Sorry I forgot to answer your question Bell_F, yes I own my property so we could build a permanant dovecote. I had a smaller one in my last house in the Wairarapa but we had falcons and hawks there so I lost a few of them to the predators. There was also not feral pigeons there so I didn't have this current problem.
Cheers


----------



## Jaye (Mar 13, 2008)

Pretty good discussion all around. Yes, it is difficult, and it can be heartbreaking...but maybe not.

I don't think reducing the 'serving sizes' but keeping two feedings a day is going to make any of your diners start to scatter off. I think they'd still be expecting...and getting...two 'seatings' a day and they'd still be waiting around for 'em.

I really think back to one feeding will do that much better.
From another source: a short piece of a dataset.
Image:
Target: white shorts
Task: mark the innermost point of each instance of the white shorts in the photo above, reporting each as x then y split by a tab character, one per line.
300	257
I also dunno if you really want to make loft birds out of who are now free-fliers...just for the sake of separating 'yours' from the others. I dunno...you could, but that seems a bit extreme, IMHO....unless yours are sorta hobbled or compromised or something, in which case I have no qualms about 'lofting' a Feral.

I am gonna guess that even after you cut to one feeding....the ones which originally hung around closer to you will still do so...while the more recent arrivals...those who roost elsewhere, will just catch on that your table ain't the greatest of finds after all.

I think it is a decent plan. If once the outsiders start to scatter and the numbers become smaller again, maybe you can up the feedings a bit again if you feel that 'yours' have gotten the short end of the stick.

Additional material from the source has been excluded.